Open giuseppec opened 5 years ago
I would be happy with replacing this line here
https://github.com/ja-thomas/autoxgboost/blob/b64048e603751bcba9b6e212c775baff8ababccb/R/autoxgboost.R#L171
with crossval(lrn, task.train, measure)$aggr
.
And yes, I would ignore task.test
data here completely (on which the early-stopping is based). But maybe it is better to let the user decide if he really wants to do this or not. Or do you see any other problem here?
The main idea is that no resampling should be necessary and xgboost can utilize the full parallelism of the system. But I see the point that there are cases in which this would be totally useful.

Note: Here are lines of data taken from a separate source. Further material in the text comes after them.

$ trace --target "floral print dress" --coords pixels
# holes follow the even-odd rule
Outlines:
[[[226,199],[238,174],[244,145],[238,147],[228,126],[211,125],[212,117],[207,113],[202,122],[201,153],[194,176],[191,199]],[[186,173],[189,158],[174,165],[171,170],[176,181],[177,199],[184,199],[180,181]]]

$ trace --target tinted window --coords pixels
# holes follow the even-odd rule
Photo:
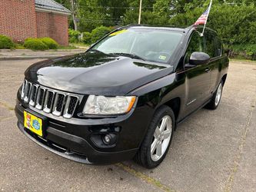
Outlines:
[[[194,31],[192,33],[185,55],[185,63],[188,63],[190,56],[194,51],[204,51],[203,37],[201,37],[199,33]]]
[[[122,29],[110,34],[93,48],[105,54],[133,54],[148,61],[167,63],[182,35],[168,30]]]
[[[204,38],[206,41],[206,53],[209,55],[211,58],[215,57],[216,51],[215,51],[214,37],[211,34],[205,33]]]
[[[222,53],[222,45],[221,40],[218,38],[215,38],[216,43],[216,51],[215,51],[215,57],[221,56]]]

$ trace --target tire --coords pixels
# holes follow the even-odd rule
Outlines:
[[[161,126],[164,125],[165,122],[165,127]],[[158,166],[168,151],[175,126],[175,118],[172,110],[165,105],[158,109],[135,157],[135,161],[146,168]]]
[[[206,108],[214,110],[218,108],[218,104],[221,102],[222,90],[223,90],[223,81],[221,80],[218,86],[217,90],[214,93],[210,102],[205,105]]]

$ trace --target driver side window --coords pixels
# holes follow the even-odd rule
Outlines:
[[[185,64],[188,64],[190,56],[194,51],[202,52],[204,51],[204,37],[201,37],[200,34],[197,31],[194,31],[191,35],[187,51],[185,53]]]

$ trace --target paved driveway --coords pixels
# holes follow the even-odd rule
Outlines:
[[[81,164],[31,141],[16,127],[16,91],[39,60],[0,61],[0,190],[256,191],[256,64],[232,61],[219,108],[181,124],[155,169],[131,161]]]

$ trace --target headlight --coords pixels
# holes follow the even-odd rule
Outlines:
[[[83,110],[85,114],[119,114],[131,109],[135,96],[105,97],[90,95]]]

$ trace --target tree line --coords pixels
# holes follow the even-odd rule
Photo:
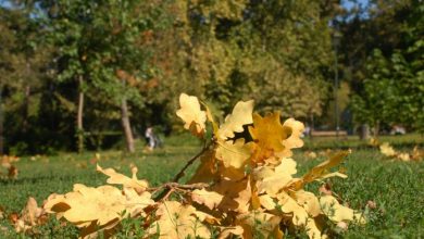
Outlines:
[[[134,152],[134,134],[142,128],[177,130],[180,92],[221,114],[254,99],[257,111],[279,110],[332,128],[336,71],[337,117],[353,115],[345,127],[422,129],[423,3],[348,2],[354,7],[334,0],[3,1],[0,150],[80,152],[123,138]]]

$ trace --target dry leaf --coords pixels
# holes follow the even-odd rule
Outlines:
[[[192,201],[203,204],[210,210],[216,207],[222,202],[223,198],[222,194],[214,191],[207,191],[205,189],[196,189],[191,192]]]
[[[244,131],[242,126],[252,124],[253,100],[239,101],[234,106],[233,113],[228,114],[216,133],[216,137],[226,140],[234,137],[234,133]]]
[[[200,110],[197,97],[182,93],[179,96],[179,105],[180,109],[176,112],[176,115],[184,121],[184,128],[189,129],[195,136],[203,137],[207,113]]]
[[[137,168],[132,168],[133,178],[129,178],[123,174],[116,173],[113,168],[103,169],[100,165],[97,165],[97,171],[109,176],[108,184],[122,185],[126,188],[134,188],[138,193],[141,193],[149,187],[146,180],[137,179]]]

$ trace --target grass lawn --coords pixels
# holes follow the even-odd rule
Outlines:
[[[413,144],[423,147],[423,137],[387,137],[395,148],[411,150]],[[185,162],[197,153],[200,146],[186,136],[170,138],[166,147],[152,153],[125,155],[119,151],[101,152],[102,167],[114,167],[130,175],[128,165],[138,166],[139,178],[146,178],[155,186],[169,181],[183,167]],[[178,146],[184,144],[184,146]],[[139,147],[140,148],[140,147]],[[424,162],[390,161],[377,149],[370,148],[357,139],[347,140],[314,139],[307,140],[307,150],[326,148],[352,148],[353,152],[344,166],[348,178],[331,179],[332,190],[338,193],[352,209],[363,210],[369,223],[361,227],[351,227],[342,234],[346,238],[422,238],[424,237]],[[323,158],[310,160],[297,150],[299,175],[319,164]],[[96,164],[90,163],[95,152],[83,155],[61,153],[54,156],[38,156],[35,160],[22,158],[16,163],[20,174],[17,179],[0,179],[0,205],[5,214],[20,212],[28,197],[42,203],[52,192],[64,193],[72,190],[75,183],[88,186],[105,184],[107,177],[96,172]],[[191,167],[192,172],[195,168]],[[189,175],[188,175],[189,176]],[[317,193],[319,183],[308,186]],[[366,209],[367,201],[376,203],[376,209]],[[75,228],[57,229],[58,222],[41,228],[42,237],[76,237]],[[7,218],[0,219],[0,227],[11,226]],[[48,235],[47,235],[48,234]],[[12,229],[0,229],[0,238],[24,237]],[[299,235],[299,237],[303,237]]]

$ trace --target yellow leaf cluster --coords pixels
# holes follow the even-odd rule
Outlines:
[[[347,228],[365,222],[331,193],[320,197],[304,190],[313,181],[347,177],[333,168],[349,151],[334,153],[297,176],[291,150],[303,146],[302,123],[288,118],[282,124],[278,112],[253,114],[253,101],[240,101],[220,125],[196,97],[182,95],[179,103],[184,127],[204,140],[204,148],[174,181],[150,188],[137,178],[136,168],[127,177],[98,166],[110,185],[75,185],[72,192],[50,196],[45,210],[79,227],[83,237],[99,230],[111,236],[126,216],[144,218],[146,237],[166,239],[211,238],[215,232],[217,238],[283,238],[299,229],[315,239],[326,238],[332,224]],[[203,137],[207,121],[213,129],[210,141]],[[246,128],[251,141],[239,137]],[[178,175],[196,159],[200,164],[189,185],[178,184]]]
[[[3,155],[1,156],[1,167],[5,169],[5,172],[0,172],[0,177],[16,179],[17,178],[17,168],[14,165],[15,162],[20,161],[17,156]]]
[[[409,161],[421,161],[424,159],[424,150],[420,150],[417,146],[415,146],[412,152],[398,152],[396,151],[388,142],[384,142],[379,146],[379,152],[387,158],[397,159],[403,162]]]

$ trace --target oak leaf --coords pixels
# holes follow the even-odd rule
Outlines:
[[[283,126],[279,121],[279,112],[261,115],[253,114],[253,126],[249,126],[249,133],[255,142],[253,161],[263,162],[275,153],[285,149],[284,140],[291,135],[291,128]]]
[[[242,227],[244,238],[282,238],[279,222],[282,222],[279,216],[260,211],[250,211],[237,216],[237,225]]]
[[[225,167],[241,168],[250,158],[251,144],[245,143],[245,139],[219,142],[216,159],[224,163]]]
[[[219,139],[233,138],[234,133],[244,131],[242,126],[252,124],[253,100],[239,101],[233,109],[233,113],[227,115],[224,124],[220,126],[216,133]]]
[[[397,154],[397,152],[395,151],[395,149],[388,143],[388,142],[384,142],[379,146],[379,151],[386,155],[386,156],[395,156]]]
[[[159,219],[150,226],[148,234],[161,239],[211,238],[211,231],[196,216],[196,212],[197,210],[191,205],[164,201],[155,212]],[[155,235],[157,232],[159,235]]]
[[[365,219],[360,213],[356,213],[352,209],[341,205],[333,196],[323,196],[320,198],[322,212],[335,223],[339,222],[358,222],[365,223]]]
[[[97,165],[97,171],[109,176],[107,180],[108,184],[122,185],[124,188],[134,188],[138,193],[141,193],[149,187],[149,184],[146,180],[139,180],[137,178],[137,167],[132,167],[132,178],[116,173],[113,168],[103,169],[99,164]]]
[[[205,189],[196,189],[191,192],[191,200],[208,206],[208,209],[213,210],[223,200],[223,196],[214,192],[207,191]]]
[[[284,158],[276,167],[261,166],[253,171],[259,193],[266,192],[276,196],[280,189],[286,187],[297,173],[296,162],[292,159]]]
[[[283,140],[284,150],[278,153],[278,156],[291,156],[291,149],[303,147],[303,140],[300,138],[304,131],[304,125],[295,118],[288,118],[284,122],[283,127],[291,129],[291,135]]]
[[[179,96],[180,109],[176,115],[180,117],[185,125],[195,136],[203,137],[205,130],[207,114],[200,110],[200,103],[197,97],[182,93]]]

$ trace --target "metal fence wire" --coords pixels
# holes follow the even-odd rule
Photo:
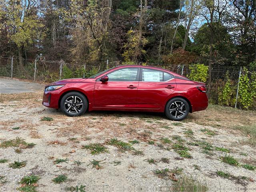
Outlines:
[[[89,77],[107,69],[129,64],[120,61],[108,60],[90,65],[86,63],[71,64],[62,60],[47,61],[41,59],[24,59],[23,62],[24,64],[21,66],[18,58],[0,57],[0,76],[27,79],[39,82],[50,82],[63,78]],[[139,63],[137,64],[145,64]],[[166,68],[187,77],[190,73],[188,65],[166,65],[162,64],[149,63],[146,64]],[[239,74],[240,73],[242,74],[244,73],[242,68],[214,66],[211,68],[211,84],[206,82],[207,92],[211,102],[215,104],[219,102],[220,93],[228,79],[230,80],[232,88],[234,90],[233,94],[237,95],[236,92]],[[249,71],[249,75],[252,72],[252,71]],[[250,81],[255,80],[256,80],[250,78]],[[237,95],[233,96],[235,98]],[[234,106],[235,103],[233,103],[232,105]]]

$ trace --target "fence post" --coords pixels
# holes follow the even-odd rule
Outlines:
[[[84,78],[85,77],[85,68],[86,67],[86,63],[84,63]]]
[[[108,69],[108,60],[107,59],[107,68],[106,69]]]
[[[34,82],[36,82],[36,57],[35,60],[35,73],[34,75]]]
[[[12,74],[11,75],[11,78],[12,78],[12,66],[13,66],[13,56],[12,57]]]
[[[182,66],[182,69],[181,70],[181,75],[183,75],[183,69],[184,68],[184,65],[185,65],[185,64],[183,64],[183,66]]]
[[[235,104],[235,109],[236,108],[236,104],[237,104],[237,99],[238,97],[238,88],[239,88],[239,82],[240,81],[240,77],[242,72],[242,67],[240,67],[240,72],[239,72],[239,77],[238,78],[238,82],[237,84],[237,90],[236,90],[236,104]]]

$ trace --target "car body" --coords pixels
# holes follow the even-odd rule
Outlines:
[[[56,88],[58,88],[51,89]],[[191,113],[204,110],[208,105],[205,84],[192,81],[167,70],[140,65],[121,66],[88,78],[64,79],[54,82],[46,86],[42,104],[48,107],[62,108],[62,99],[71,92],[77,92],[84,96],[85,102],[87,103],[86,110],[89,112],[165,112],[166,114],[166,104],[175,98],[186,101],[188,105],[187,111]],[[74,104],[72,98],[74,97],[69,99],[70,104],[68,100],[68,103],[64,102],[63,105],[65,104],[66,107],[69,107],[71,103]],[[74,103],[78,103],[77,101]],[[173,103],[176,110],[178,110],[177,104]],[[170,111],[171,108],[169,109]],[[75,108],[73,109],[73,114],[66,114],[70,116],[80,114],[75,114],[77,110]]]

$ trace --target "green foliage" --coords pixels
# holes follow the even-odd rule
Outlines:
[[[142,55],[145,55],[146,52],[143,47],[148,42],[143,36],[140,36],[136,30],[130,30],[127,34],[128,42],[124,44],[125,50],[122,54],[126,62],[137,61]]]
[[[189,66],[190,70],[188,78],[192,80],[205,83],[208,77],[208,66],[203,64],[195,64]]]
[[[50,117],[44,117],[41,119],[41,121],[51,121],[53,120],[53,118]]]
[[[90,150],[92,155],[109,152],[107,148],[100,143],[91,143],[89,145],[83,145],[82,148]]]
[[[64,175],[60,175],[52,180],[55,183],[63,183],[68,180],[68,177]]]
[[[240,77],[238,88],[238,102],[245,109],[250,108],[253,104],[254,99],[256,98],[256,82],[255,80],[256,73],[253,73],[250,81],[247,69],[244,68],[243,74]]]
[[[7,159],[0,159],[0,163],[5,163],[8,162],[8,160]]]
[[[224,88],[218,88],[219,104],[222,105],[232,106],[234,104],[236,95],[236,86],[234,86],[229,76],[226,74],[226,82]]]
[[[40,178],[38,176],[32,174],[30,176],[26,176],[20,182],[21,184],[25,184],[27,185],[30,185],[32,184],[36,183]]]
[[[15,161],[12,163],[10,163],[9,164],[9,167],[11,167],[13,169],[19,169],[22,167],[24,167],[26,164],[26,161]]]

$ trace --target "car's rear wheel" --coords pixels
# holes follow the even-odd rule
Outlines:
[[[82,94],[78,92],[70,92],[61,99],[60,108],[70,116],[81,115],[87,109],[88,102]]]
[[[165,106],[165,114],[171,120],[181,121],[186,118],[189,112],[188,103],[180,97],[171,99]]]

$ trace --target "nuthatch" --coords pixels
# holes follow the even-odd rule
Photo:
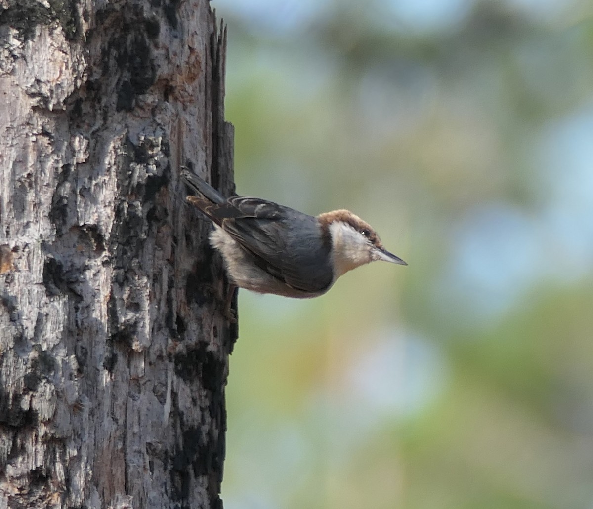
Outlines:
[[[348,210],[314,217],[259,198],[225,198],[187,169],[181,177],[204,197],[187,200],[214,223],[210,243],[240,288],[317,297],[359,265],[381,260],[407,265],[386,251],[371,226]]]

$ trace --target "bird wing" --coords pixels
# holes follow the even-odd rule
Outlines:
[[[272,201],[240,196],[211,212],[258,267],[289,286],[314,293],[331,284],[331,247],[320,241],[315,217]]]

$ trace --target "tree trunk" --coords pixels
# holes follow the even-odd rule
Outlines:
[[[0,508],[220,508],[233,187],[206,0],[0,0]]]

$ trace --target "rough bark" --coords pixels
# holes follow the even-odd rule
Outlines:
[[[0,0],[0,507],[219,508],[236,327],[206,0]]]

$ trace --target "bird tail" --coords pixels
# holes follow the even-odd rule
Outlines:
[[[226,202],[227,199],[221,194],[220,193],[216,191],[216,189],[212,187],[212,186],[208,184],[205,180],[200,178],[195,174],[192,173],[187,168],[181,171],[181,176],[183,181],[186,183],[186,185],[187,185],[187,187],[189,187],[193,192],[199,193],[200,194],[207,198],[212,203],[220,205]],[[190,203],[193,203],[194,201],[203,201],[199,198],[193,196],[188,196],[187,198],[188,201],[190,201],[189,199],[193,199]],[[194,204],[197,206],[197,203]],[[199,207],[199,208],[201,209],[202,207]]]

This is usually how it is done, otherwise a lot of noise is added. I experimented on some datasets to see how bad the overfitting is, but I couldn't directly find (or create artificially) any "overtuning" on the holdout data. But in general this is something I'm quite interested in to improve, but I need to find cases where this is actually a problem first
As far as I can see, the autoxgboost function internally uses holdout for the objective function within the mbo tuning (it is hard-coded). 1) Wouldn't it be cool if users could also specify their own objective here? For example, I want to use 3-fold CV (or stratified CV) instead of the hard-coded holdout. 2) Currently, mbo seems to use the same test-set in each iteration as the resample instance (e.g. test splits) are computed outside from the objective function. This way I am not able to different test splits in each iteration, right? Isn't mbo somehow starting to overfit for those holdout test splits at some point?